The movie’s time-tripping action, and there’s plenty of it, unfolds on two playing fields. In a nightmarish future, Patrick Stewart’s Charles Xavier, Ian McKellen’s Erik Lehnsherr and Hugh Jackman’s Logan are among the few survivors of an all-out slaughter of the mutants by the Sentinels, mutant-hunting giant robots. Desperate to rewrite this bleak future, Jackman’s Wolverine risks almost certain death to get sent back to tragic post-Vietnam War 1973. There, his mission is to band together two warring factions: the younger, burned-out druggy Charles (James McAvoy) and the mercurial, Pentagon-imprisoned Erik (Michael Fassbender), the latter believed to be the true assassin of President Kennedy. Their do-or-die efforts are meant to prevent the scaly, azure-colored changeling Raven/Mystique (Jennifer Lawrence) from killing the creator of the destructive robots, played by Peter Dinklage (who does what he can with a weakly devised role).

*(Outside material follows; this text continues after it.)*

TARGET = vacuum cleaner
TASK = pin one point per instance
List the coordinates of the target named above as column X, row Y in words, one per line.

The moviemakers lay out the plot plots neatly and clearly and repeat them often. Still, it's easy to lose one's way, what with all the time shifting; the Easter Egg-style references to earlier X-Men epics and comics; the reintroduction of characters played by Ellen Page, Famke Janssen, James Marsden and Anna Paquin; and at least one flat-out astonishing, scene-stealing special effects sequence featuring quirky, funny Evan Peters as Quicksilver that almost derails the whole movie. In fact, Peters is such a kick, you might detect a noticeable energy drop when the character gets dropped after his big scene.
Still, the movie is the very best of the franchise since the first X-Men. It boasts terrific, organic special effects, considerable emotion and strong, lived-in performances from Jackman, Fassbender, McAvoy and Stewart. It's state-of-the-art thrill ride stuff of the kind we hope for in superhero movies but seldom get. Bravo.